This point is similar to part 1, but flying in coach makes flying in first class even better. By experiencing the inadequacies of coach, we are better able to appreciate the abundances of first class.
If we were to fly in business or first class all of the time, we would be susceptible to hedonic adaptation, or our tendency to revert to a set point of happiness in spite of positive or negative externalities (okay, I’m slightly misappropriating this idea for this post). Rather than being delighted by being offered champagne at all, we’ll be disappointed by not being offered the 2002 vintage of Dom Perignon if we constantly fly in premium cabins. Our expectations end up shifting higher, which leads for greater opportunity for disappointment and greater possibility of displeasure.
I experienced this myself when going to the British Airways Concorde Room immediately after spending hours in the Emirates First Class Lounge in Dubai.
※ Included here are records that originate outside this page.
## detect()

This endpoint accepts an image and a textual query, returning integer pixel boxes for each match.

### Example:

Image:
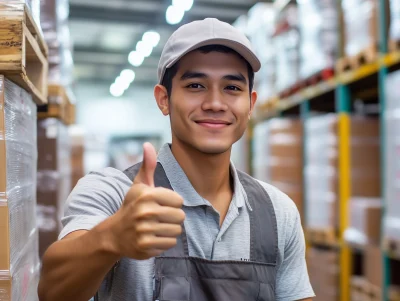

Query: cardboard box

[365,245,383,288]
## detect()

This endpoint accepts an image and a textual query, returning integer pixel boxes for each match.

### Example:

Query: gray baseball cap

[157,18,261,84]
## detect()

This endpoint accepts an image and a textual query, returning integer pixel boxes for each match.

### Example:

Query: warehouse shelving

[252,0,400,300]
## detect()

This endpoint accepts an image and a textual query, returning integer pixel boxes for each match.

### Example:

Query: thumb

[134,142,157,186]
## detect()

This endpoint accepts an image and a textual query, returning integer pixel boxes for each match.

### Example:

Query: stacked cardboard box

[267,119,304,215]
[305,114,380,230]
[0,76,40,301]
[345,197,382,246]
[297,0,339,79]
[307,248,339,301]
[40,0,73,87]
[342,0,389,57]
[252,121,271,183]
[69,127,85,188]
[36,118,71,258]
[273,5,300,94]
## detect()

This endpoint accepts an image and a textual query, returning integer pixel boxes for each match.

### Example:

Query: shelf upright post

[336,84,351,301]
[378,0,390,299]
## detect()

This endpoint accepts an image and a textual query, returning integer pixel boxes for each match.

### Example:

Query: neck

[170,139,232,202]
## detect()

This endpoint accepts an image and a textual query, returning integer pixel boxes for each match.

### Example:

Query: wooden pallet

[389,40,400,53]
[0,2,48,105]
[336,44,379,74]
[351,276,381,301]
[383,238,400,260]
[38,85,75,125]
[306,227,337,247]
[296,68,335,90]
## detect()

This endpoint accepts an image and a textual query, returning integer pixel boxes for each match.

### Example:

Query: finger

[153,224,183,238]
[156,207,186,224]
[134,142,157,187]
[150,188,184,208]
[138,236,177,250]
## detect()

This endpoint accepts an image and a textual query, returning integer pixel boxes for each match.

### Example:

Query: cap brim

[159,38,261,84]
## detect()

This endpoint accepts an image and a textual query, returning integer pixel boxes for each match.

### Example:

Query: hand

[111,142,185,260]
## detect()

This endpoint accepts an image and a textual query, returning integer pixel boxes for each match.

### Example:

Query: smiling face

[155,49,257,155]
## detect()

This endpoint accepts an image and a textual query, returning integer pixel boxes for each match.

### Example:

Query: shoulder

[67,167,133,210]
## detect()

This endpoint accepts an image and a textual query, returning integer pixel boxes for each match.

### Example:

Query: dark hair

[161,45,255,98]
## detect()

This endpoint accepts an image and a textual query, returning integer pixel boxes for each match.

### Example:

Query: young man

[38,18,315,301]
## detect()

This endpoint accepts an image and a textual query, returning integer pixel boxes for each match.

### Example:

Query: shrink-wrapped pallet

[0,75,39,300]
[384,70,400,241]
[298,0,339,79]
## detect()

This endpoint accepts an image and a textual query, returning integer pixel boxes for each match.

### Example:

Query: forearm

[38,217,121,301]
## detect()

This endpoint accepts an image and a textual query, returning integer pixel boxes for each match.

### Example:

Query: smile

[195,120,232,129]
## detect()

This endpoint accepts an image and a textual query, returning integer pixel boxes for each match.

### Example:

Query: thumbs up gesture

[112,143,185,260]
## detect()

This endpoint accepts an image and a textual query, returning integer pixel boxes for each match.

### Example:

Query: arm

[38,218,121,301]
[38,144,185,301]
[275,209,315,301]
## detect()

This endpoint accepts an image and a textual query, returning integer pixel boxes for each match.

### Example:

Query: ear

[249,91,258,119]
[154,84,170,116]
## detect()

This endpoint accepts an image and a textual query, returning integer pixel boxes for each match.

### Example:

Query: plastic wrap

[342,0,379,56]
[305,114,380,229]
[0,76,38,301]
[0,231,40,301]
[273,5,300,93]
[298,0,338,79]
[384,70,400,241]
[305,114,338,229]
[36,118,71,257]
[344,197,382,245]
[390,0,400,42]
[246,3,276,103]
[252,121,270,182]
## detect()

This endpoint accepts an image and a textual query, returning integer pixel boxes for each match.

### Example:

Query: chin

[192,140,232,155]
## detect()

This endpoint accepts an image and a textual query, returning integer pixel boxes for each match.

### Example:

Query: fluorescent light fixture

[166,5,184,25]
[128,50,145,67]
[142,31,161,48]
[172,0,193,11]
[110,83,124,97]
[136,40,153,57]
[120,69,136,83]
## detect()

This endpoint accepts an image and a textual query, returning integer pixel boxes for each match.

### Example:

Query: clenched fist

[110,142,186,260]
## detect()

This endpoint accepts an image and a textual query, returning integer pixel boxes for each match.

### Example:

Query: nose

[201,88,228,112]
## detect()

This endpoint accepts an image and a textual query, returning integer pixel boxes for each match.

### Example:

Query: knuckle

[137,236,151,250]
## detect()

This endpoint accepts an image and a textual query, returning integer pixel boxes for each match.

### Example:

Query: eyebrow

[180,71,247,84]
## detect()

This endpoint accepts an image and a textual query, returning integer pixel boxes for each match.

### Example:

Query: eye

[226,85,242,91]
[186,83,204,89]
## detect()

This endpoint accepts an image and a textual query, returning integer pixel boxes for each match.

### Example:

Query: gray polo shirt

[59,143,315,301]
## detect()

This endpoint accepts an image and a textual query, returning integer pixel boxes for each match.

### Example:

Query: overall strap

[123,162,189,257]
[237,171,278,264]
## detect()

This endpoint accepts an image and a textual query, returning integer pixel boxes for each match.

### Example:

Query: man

[38,18,315,301]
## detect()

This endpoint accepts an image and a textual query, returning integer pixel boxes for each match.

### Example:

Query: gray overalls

[96,162,278,301]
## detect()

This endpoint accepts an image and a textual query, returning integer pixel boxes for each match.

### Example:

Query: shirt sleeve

[275,209,315,301]
[58,167,131,240]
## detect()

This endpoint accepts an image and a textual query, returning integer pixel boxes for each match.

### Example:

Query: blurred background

[1,0,400,300]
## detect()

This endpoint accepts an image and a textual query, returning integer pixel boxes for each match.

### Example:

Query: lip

[195,119,231,129]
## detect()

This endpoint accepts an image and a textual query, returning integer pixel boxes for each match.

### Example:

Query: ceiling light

[136,40,153,57]
[142,31,161,48]
[172,0,193,12]
[166,5,184,25]
[114,76,130,91]
[120,69,136,83]
[110,83,124,97]
[128,51,145,67]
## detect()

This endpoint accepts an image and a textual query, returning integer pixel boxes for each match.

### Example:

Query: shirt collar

[157,143,246,208]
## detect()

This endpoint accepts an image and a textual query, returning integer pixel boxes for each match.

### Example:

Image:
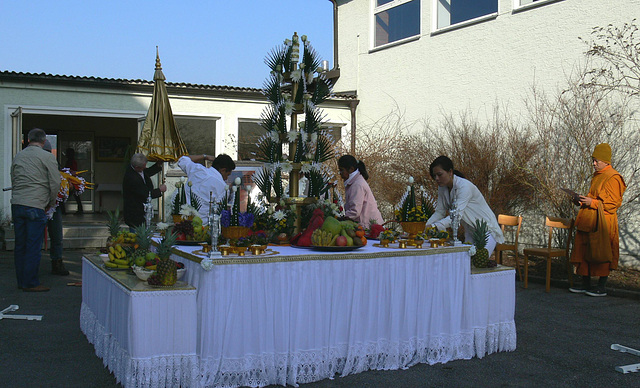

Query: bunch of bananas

[113,231,136,244]
[105,244,130,268]
[311,229,338,246]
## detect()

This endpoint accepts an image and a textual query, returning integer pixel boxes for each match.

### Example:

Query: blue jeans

[47,206,63,260]
[12,204,47,288]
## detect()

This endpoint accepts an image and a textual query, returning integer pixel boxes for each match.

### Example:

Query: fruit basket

[133,266,186,281]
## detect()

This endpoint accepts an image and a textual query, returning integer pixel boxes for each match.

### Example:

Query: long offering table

[170,242,516,387]
[81,242,516,388]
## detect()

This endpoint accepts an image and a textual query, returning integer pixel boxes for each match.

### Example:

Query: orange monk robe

[570,165,626,277]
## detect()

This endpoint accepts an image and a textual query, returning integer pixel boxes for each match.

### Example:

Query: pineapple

[133,223,154,265]
[471,219,490,268]
[156,230,178,286]
[106,208,122,243]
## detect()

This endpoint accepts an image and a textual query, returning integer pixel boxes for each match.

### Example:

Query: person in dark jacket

[123,153,166,229]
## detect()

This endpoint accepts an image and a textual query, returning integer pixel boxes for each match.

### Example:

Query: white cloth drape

[80,257,198,388]
[171,246,515,388]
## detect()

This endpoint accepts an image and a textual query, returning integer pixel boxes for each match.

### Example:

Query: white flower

[273,210,285,221]
[407,185,411,192]
[156,222,169,230]
[409,176,414,184]
[281,162,293,174]
[245,185,252,192]
[291,70,302,82]
[298,121,305,129]
[301,163,312,173]
[200,258,214,271]
[468,246,477,257]
[224,184,230,191]
[305,152,314,160]
[179,204,197,218]
[234,177,242,186]
[310,133,318,143]
[269,131,280,143]
[310,162,322,172]
[232,186,237,192]
[284,101,294,115]
[287,130,299,142]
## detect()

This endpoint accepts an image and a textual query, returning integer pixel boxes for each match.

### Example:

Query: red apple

[177,233,186,241]
[336,235,347,246]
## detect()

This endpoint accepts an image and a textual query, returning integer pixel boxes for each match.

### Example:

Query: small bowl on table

[177,268,186,280]
[133,266,154,281]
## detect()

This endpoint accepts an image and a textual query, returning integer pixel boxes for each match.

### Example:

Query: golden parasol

[137,48,189,221]
[137,47,188,162]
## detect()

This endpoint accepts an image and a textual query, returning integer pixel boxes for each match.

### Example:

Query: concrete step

[3,223,125,251]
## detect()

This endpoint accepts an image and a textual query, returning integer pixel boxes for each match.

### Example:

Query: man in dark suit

[123,153,166,229]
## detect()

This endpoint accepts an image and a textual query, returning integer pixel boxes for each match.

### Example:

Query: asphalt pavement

[1,249,639,388]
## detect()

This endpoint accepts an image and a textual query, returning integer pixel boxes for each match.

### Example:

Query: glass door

[60,132,94,213]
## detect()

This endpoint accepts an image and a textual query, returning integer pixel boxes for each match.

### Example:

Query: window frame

[371,0,422,50]
[512,0,564,14]
[431,0,498,34]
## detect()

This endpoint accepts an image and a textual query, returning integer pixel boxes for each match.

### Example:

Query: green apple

[134,256,146,267]
[145,252,156,261]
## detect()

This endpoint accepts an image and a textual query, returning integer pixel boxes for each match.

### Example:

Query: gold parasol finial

[154,46,165,81]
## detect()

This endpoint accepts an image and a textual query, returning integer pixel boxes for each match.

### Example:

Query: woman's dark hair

[212,153,236,171]
[429,155,465,179]
[338,155,369,180]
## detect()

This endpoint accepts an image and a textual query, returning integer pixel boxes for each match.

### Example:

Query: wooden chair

[523,217,574,292]
[494,215,523,281]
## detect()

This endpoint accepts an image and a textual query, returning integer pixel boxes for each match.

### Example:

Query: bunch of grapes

[147,273,161,286]
[173,220,194,238]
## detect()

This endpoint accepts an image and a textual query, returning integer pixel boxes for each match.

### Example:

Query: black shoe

[586,287,607,297]
[51,259,70,276]
[569,285,590,293]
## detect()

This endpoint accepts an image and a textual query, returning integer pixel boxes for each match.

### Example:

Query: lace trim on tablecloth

[473,321,517,358]
[80,303,198,388]
[199,332,476,388]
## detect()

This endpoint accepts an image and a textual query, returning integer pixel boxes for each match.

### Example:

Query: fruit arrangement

[147,231,179,286]
[173,217,209,241]
[104,244,135,268]
[307,216,367,247]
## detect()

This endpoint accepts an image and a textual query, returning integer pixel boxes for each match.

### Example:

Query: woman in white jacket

[426,156,504,254]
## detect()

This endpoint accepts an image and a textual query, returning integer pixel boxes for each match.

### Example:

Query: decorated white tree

[252,32,337,234]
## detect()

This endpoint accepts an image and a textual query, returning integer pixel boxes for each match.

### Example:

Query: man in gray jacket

[11,128,61,292]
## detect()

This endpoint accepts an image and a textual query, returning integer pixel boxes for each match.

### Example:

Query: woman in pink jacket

[338,155,384,229]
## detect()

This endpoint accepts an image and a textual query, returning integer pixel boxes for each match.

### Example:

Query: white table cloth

[80,256,198,388]
[469,268,517,358]
[167,243,516,388]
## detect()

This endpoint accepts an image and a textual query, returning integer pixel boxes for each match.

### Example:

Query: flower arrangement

[268,204,296,235]
[426,226,449,240]
[219,178,255,229]
[395,177,435,223]
[379,230,397,242]
[46,168,94,219]
[249,230,270,246]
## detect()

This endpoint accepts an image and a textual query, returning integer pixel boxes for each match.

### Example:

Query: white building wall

[334,0,638,128]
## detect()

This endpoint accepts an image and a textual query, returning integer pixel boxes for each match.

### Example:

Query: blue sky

[0,0,334,88]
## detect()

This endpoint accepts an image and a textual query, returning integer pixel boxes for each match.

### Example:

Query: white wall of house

[333,0,637,128]
[0,78,352,213]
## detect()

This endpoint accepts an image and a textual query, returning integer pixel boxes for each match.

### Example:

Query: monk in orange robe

[569,143,626,297]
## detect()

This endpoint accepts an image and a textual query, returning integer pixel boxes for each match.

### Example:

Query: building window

[374,0,420,47]
[436,0,498,30]
[238,120,264,161]
[175,116,217,156]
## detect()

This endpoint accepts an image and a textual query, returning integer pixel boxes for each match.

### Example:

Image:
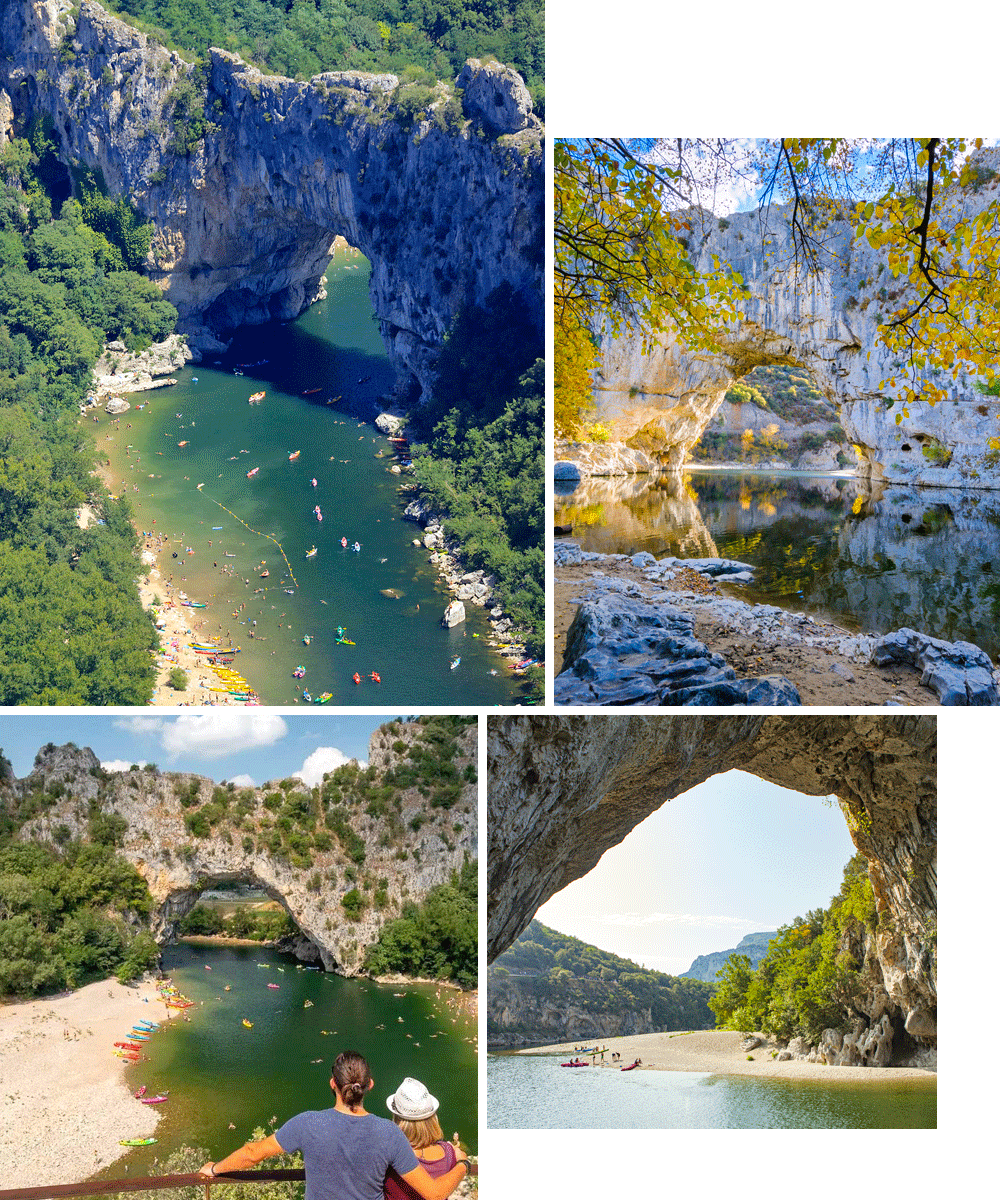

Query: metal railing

[0,1163,477,1200]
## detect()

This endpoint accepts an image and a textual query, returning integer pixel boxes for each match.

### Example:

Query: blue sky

[535,769,857,977]
[0,713,407,787]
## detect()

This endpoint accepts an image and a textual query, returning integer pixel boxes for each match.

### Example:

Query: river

[101,943,477,1178]
[99,245,524,704]
[555,467,1000,657]
[487,1054,935,1129]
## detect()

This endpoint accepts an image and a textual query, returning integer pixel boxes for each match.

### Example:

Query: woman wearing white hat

[383,1078,464,1200]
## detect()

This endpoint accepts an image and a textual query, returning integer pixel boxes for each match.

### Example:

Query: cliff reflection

[555,470,1000,656]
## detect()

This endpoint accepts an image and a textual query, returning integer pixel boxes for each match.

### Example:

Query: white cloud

[227,773,257,788]
[113,717,165,736]
[102,759,147,773]
[160,712,288,760]
[294,746,364,787]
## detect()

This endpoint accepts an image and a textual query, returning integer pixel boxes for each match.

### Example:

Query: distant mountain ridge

[680,931,777,982]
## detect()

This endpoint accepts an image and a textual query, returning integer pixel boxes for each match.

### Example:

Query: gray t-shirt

[276,1108,420,1200]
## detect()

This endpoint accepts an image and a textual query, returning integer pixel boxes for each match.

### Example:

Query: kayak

[560,1061,590,1067]
[306,547,317,558]
[248,391,265,404]
[289,450,301,460]
[247,467,260,478]
[120,1139,157,1147]
[140,1095,169,1104]
[621,1062,640,1071]
[267,983,280,989]
[242,1019,253,1028]
[352,673,361,684]
[450,657,461,670]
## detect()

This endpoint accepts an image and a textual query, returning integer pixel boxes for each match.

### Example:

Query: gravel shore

[0,978,181,1188]
[517,1029,936,1082]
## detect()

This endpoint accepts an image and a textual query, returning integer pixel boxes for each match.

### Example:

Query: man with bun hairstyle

[199,1050,469,1200]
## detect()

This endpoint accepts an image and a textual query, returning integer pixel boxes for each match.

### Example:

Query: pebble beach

[517,1029,936,1082]
[0,978,181,1188]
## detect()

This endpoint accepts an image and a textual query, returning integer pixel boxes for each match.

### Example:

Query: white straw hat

[386,1077,439,1120]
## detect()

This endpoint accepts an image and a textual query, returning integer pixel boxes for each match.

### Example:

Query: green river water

[98,245,523,705]
[102,942,477,1179]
While in the Emirates lounge, I soon started to become accustomed to the plentiful food options, ample uncrowded space, and ubiquitous service people ready and willing to satisfy any request. This made it so that I was pretty unimpressed by the Concorde Room once I got there, as the food options aren’t that plentiful (at least for breakfast), it’s a relatively small space, and there aren’t that many service people. But the Concorde Room is still much better than any US domestic lounge, but I wasn’t able to fully appreciate it because I had overdosed on other great premium lounges immediately prior.
Thus, flying in coach makes flying in first better because it helps us reset our expectations so that they’re consistently exceeded when flying in first. I can confidently say that I’m better able to enjoy first class after I’ve had a couple of trips in coach.